In the end it depends on your requirements.
As everybody say a "hello world" test don't reveal the real power of a framework but those guy like this benchmark so why not implement an helper which disconnect a lot of feature of symfony and display an hello world with the fastest way :-) Someone could tell that is cheating but if this test could be asume as a real life website it could be consider as a feature that any framework should provide. Ok i stop joking and i get back to work.
The symfony experienced users better know the performance.. who care about the all the Php frameworks around. Our one and only choice is symfony..
well, <?php echo 'Hello, world' ?> is the best way to display I belive, rather than <?php echo "Hello, world" ?>.
You made your point clear, since you are not going to compete with the other php frameworks, don't consider 'hello, world' performance test with other php frameworks out there, as far as I know Symfony is the stable frameworks with bunch of features than any other out there.
[quote]for ($i = 0; $i<count($my_array); $i++)
instead, we try to always do:
for ($i = 0, $count = count($my_array); $i<$count; $i++)
This is because we know it makes a difference. [/quote] Is there any compelling reason for count($my_array) not to be implemented as struct array {...} my_array; if (i < my_array.num_elements) ... ; behind the curtains?
CPU Cycles are cheap (c)
[quote]for ($i = 0; $i<count($my_array); $i++)
instead, we try to always do:
for ($i = 0, $count = count($my_array); $i<$count; $i++)
This is because we know it makes a difference. [/quote]
While you are at it why not exchange $i++ with ++$i also.

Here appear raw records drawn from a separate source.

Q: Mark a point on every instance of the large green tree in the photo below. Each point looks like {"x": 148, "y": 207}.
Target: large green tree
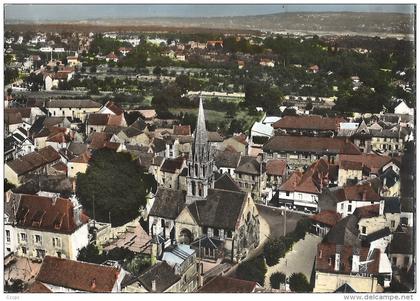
{"x": 114, "y": 186}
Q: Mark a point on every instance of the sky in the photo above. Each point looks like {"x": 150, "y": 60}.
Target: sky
{"x": 68, "y": 12}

Skipping even one more op-code instruction by using pre-increment instead of post-increment. As you probably know post-incrementing need to use an internal variable to store the current value of $i before the instruction is completed.

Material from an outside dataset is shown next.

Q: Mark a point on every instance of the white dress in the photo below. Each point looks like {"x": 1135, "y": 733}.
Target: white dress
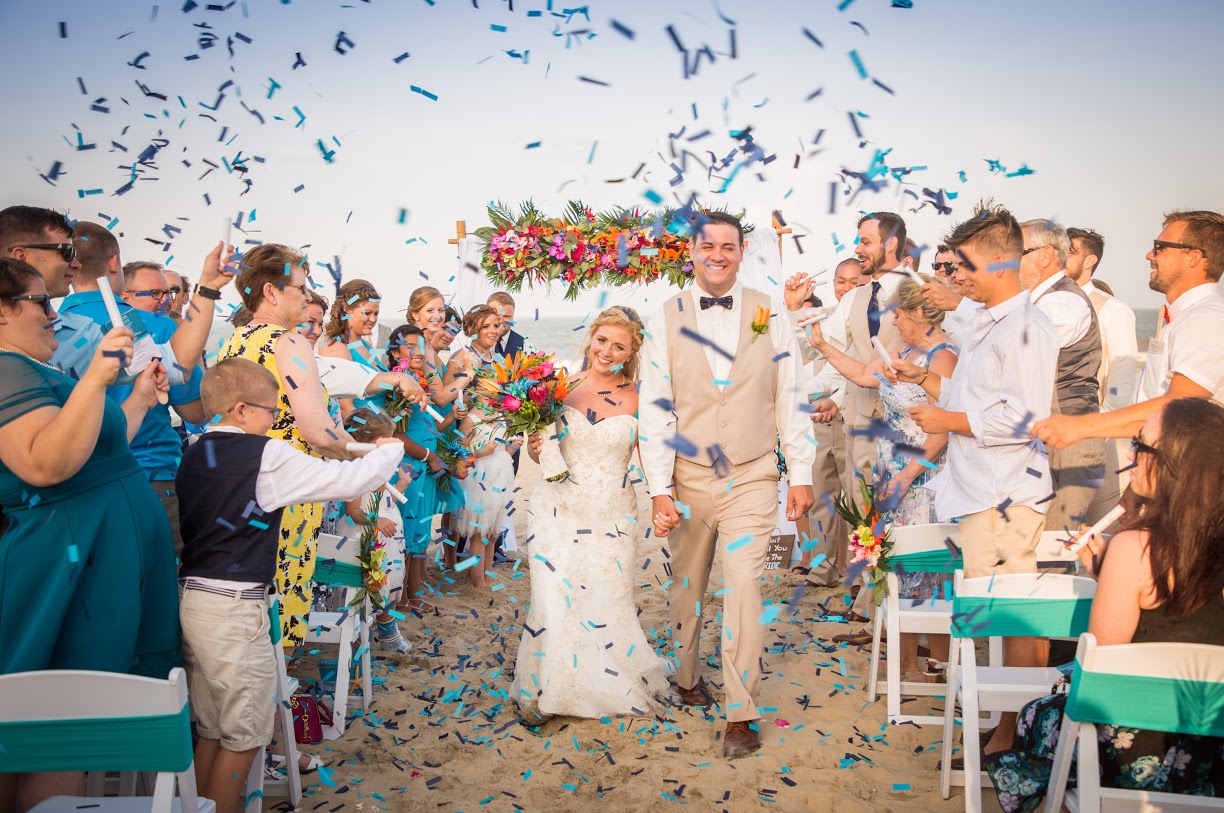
{"x": 487, "y": 489}
{"x": 583, "y": 651}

And I thought, foreach was the best practice these days. What if count($array) was 6, but $array[4] would not be present, instead $array[6]?

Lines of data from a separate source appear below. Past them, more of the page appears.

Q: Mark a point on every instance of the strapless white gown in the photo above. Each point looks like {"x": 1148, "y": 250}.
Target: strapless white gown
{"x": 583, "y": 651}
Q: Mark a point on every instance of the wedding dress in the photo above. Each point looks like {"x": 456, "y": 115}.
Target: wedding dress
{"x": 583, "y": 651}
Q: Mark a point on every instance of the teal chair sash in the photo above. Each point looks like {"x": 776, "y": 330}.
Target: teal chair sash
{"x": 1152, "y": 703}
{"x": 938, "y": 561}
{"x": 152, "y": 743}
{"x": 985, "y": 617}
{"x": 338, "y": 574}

I am very satisfied with your confident answer Francois. Symfony rules!
Very well, i never have doubt symfony is great.
Well...
I'm not sure symfony is really the best optimized framework.
PLEASE EXPLAIN ME THIS :
$ php batch/load_data.php
PHP Fatal error: Allowed memory size of 16777216 bytes exhausted (tried to allocate 23040 bytes) in /home/www/...
Come on: 16Mo !?!
It's even more thant the size of my symfony project folder (without log/ and cache/ ...). How that is possible ???
But I don't think it's your fault François, symfony team made greate code, for sure.
But, maybe, before winning 10ms on a foreach loop, you should maybe optimzed the 3rd part librairies, or the memory use... As 16Mo takes kind of long to allocate.
Bye
I ran into similar issues with a complex model, I haven't investigated too deep, but I assume it has something to do with the long outstanding PHP issue regarding the cyclic references memory leak.
As I see there are a lot fanatics out there. Good for symfony :) I think if you take a "hello world" benchmark in relation to the features of a framework it is definitely a valid performance test. What kind of generation times are acceptable for a framework? I made one project with symfony on a standard windows XP with xampp installed it takes ~2000ms to display a page. There are going 700ms on configuration. I see there are differences from system to system. On my own machine (xp pro, 2ghz centrino duo 2, 2g ram) it takes ~300ms. That's also too slow for a bunch of users. I tried every advice I could find to improve performance, nothing worked yet.
You are refering to big companies, but you do not mention how they build fast reliable apps with symfony nor you provide links to their apps.
symfony is a great framework for sure, but I am still missing speed or at least reasons for the lack of it.